(POLITICS) SCOTLAND — New hunting restrictions crack down on off-season hunting, but that’s cold comfort to anyone who values life over blood ‘sport.’ The new rules entirely remove the need for a hunting license. Extra points for hitting both the cruel and stupid bullseye. — Global Animal
The Telegraph, Simon Johnson
Roseanna Cunningham said Scottish Natural Heritage (SNH) is to be handed the power to issue control orders to ensure owners eradicate or control the growth of such “invasive” species.
The Wildlife and Natural Environment (Scotland) Bill also removes the need to have a license to hunt game and tightens up controls over snaring and stalking deer.
Among its other provisions is a new offence of taking or killing hares out of season and increased penalties for killing badgers.
Miss Cunningham said the “natural environment” covers 95 per cent of Scotland’s land mass and contributes £17 billion to the economy every year, but many of the rules governing it have remained unchanged since the 1800s.
“As millions of people enjoy our environment for sport and recreation in ever-changing and diverse ways, the laws governing how best to protect our wildlife need to be updated to adapt to modern pressures,” she said.
The legislation introduces a new offence banning the release of non-native animals or plants in the wild and a duty to report those species deemed “a significant risk to Scotland”.
So-called species control orders could be made by ministers to control or eradicate invasive plants or animals, with the costs recouped from land owners.
All snares are to be tagged with the identity of those who set them, who also must undergo formal training. Licenses will no longer be required for the killing of game, but it will remain an offence to sell game killed out of season or which has been poached. The deer stalking season will remain the same, but the Deer Commission Scotland and SNH will be handed extra powers to demand landowners control deer numbers within strict timescales.
A new voluntary rule book is to be set up to ensure stalkers are trained to humanely kill deer, with ministers deciding whether formal laws are required after the arrangements are reviewed in 2014.
Licenses can be granted to build on the habitats of protected species, such as red squirrels and pine martens, where this would bring “significant” economic or environmental benefits and no other option exists.
A range of land and wildlife management bodies, including the Scottish Gamekeepers’ Association, the Scottish Countryside Alliance and the Scottish Rural Property and Business Association, welcomed the legislation.

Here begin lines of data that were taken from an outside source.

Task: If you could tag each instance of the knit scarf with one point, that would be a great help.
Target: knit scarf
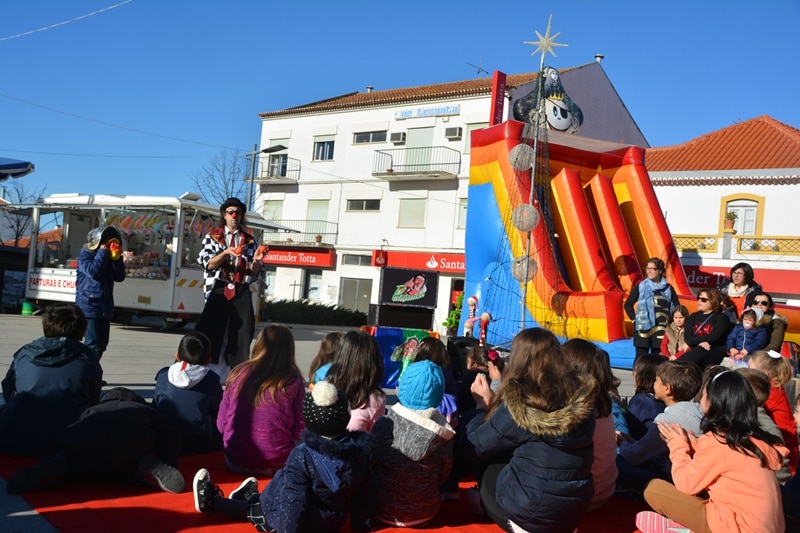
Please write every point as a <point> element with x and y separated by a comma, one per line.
<point>734,293</point>
<point>646,309</point>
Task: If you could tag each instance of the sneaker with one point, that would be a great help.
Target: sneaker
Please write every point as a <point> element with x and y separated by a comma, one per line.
<point>448,496</point>
<point>160,475</point>
<point>46,473</point>
<point>204,491</point>
<point>651,522</point>
<point>245,491</point>
<point>474,500</point>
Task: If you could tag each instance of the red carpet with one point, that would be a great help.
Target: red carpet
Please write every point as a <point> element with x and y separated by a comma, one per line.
<point>80,507</point>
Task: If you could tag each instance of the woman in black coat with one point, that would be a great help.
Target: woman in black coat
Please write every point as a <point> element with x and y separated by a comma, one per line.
<point>534,447</point>
<point>706,330</point>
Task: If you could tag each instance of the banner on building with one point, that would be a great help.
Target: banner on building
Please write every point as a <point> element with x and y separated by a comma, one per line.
<point>409,287</point>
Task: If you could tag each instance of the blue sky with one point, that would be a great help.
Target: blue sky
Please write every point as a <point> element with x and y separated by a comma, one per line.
<point>137,98</point>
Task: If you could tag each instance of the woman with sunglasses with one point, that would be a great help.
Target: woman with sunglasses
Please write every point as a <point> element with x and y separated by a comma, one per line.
<point>706,330</point>
<point>776,324</point>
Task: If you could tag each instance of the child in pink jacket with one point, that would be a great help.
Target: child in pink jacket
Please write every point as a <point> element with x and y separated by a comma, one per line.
<point>733,462</point>
<point>261,414</point>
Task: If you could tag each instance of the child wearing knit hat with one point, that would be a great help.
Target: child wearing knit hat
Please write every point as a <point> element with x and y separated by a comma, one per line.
<point>324,478</point>
<point>413,450</point>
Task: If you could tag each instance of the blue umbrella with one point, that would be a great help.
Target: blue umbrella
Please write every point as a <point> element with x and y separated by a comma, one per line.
<point>14,168</point>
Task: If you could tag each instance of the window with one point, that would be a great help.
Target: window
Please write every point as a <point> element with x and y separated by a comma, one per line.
<point>356,260</point>
<point>277,165</point>
<point>323,148</point>
<point>412,213</point>
<point>468,134</point>
<point>462,214</point>
<point>273,210</point>
<point>749,209</point>
<point>363,205</point>
<point>369,137</point>
<point>317,217</point>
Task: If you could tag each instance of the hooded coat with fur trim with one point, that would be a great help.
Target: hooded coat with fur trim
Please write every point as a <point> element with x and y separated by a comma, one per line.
<point>322,482</point>
<point>547,484</point>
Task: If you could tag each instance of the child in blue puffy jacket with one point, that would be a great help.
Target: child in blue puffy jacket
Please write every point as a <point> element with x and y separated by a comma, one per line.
<point>746,336</point>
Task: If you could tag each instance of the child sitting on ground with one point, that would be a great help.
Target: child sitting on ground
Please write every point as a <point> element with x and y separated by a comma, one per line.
<point>432,349</point>
<point>761,386</point>
<point>746,336</point>
<point>50,382</point>
<point>732,465</point>
<point>587,358</point>
<point>261,416</point>
<point>477,363</point>
<point>357,371</point>
<point>413,450</point>
<point>322,362</point>
<point>188,393</point>
<point>673,344</point>
<point>324,479</point>
<point>121,439</point>
<point>779,370</point>
<point>639,461</point>
<point>643,406</point>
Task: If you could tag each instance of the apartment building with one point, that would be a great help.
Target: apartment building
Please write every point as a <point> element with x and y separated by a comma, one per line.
<point>376,182</point>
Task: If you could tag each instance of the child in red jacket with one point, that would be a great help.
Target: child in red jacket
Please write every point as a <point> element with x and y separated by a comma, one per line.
<point>779,370</point>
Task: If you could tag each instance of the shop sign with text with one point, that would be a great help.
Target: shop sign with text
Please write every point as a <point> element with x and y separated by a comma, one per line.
<point>301,258</point>
<point>442,262</point>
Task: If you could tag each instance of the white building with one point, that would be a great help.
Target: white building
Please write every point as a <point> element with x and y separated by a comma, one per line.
<point>752,169</point>
<point>380,179</point>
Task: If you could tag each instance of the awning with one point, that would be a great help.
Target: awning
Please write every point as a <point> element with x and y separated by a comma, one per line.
<point>14,168</point>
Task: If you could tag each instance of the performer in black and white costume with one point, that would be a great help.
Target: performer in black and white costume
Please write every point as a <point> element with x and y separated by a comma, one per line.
<point>231,258</point>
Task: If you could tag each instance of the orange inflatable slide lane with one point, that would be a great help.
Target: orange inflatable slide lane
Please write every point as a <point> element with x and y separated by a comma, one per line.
<point>617,246</point>
<point>644,219</point>
<point>577,239</point>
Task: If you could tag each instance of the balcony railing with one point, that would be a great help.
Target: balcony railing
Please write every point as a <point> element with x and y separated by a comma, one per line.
<point>743,244</point>
<point>277,168</point>
<point>311,232</point>
<point>417,163</point>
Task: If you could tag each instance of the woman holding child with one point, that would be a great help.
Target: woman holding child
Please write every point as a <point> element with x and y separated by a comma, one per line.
<point>706,330</point>
<point>541,421</point>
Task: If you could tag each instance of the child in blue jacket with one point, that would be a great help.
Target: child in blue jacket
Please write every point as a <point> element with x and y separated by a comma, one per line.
<point>188,394</point>
<point>324,480</point>
<point>746,336</point>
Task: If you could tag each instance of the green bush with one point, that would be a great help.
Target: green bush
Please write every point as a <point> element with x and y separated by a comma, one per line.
<point>305,312</point>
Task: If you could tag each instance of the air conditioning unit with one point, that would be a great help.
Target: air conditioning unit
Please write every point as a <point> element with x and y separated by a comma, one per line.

In a joint statement, a spokesman for the groups said: “These proposals just announced demonstrate that government has listened to the practitioners on the ground.”
But Duncan Orr-Ewing, head of species and land management for RSPB Scotland, said: “The voluntary approach to wildlife crime reduction needs to be supported by tougher sanctions against the hardened minority of land managers who continue to tolerate the illegal killing of Scotland’s wildlife and who ignore public opinion.”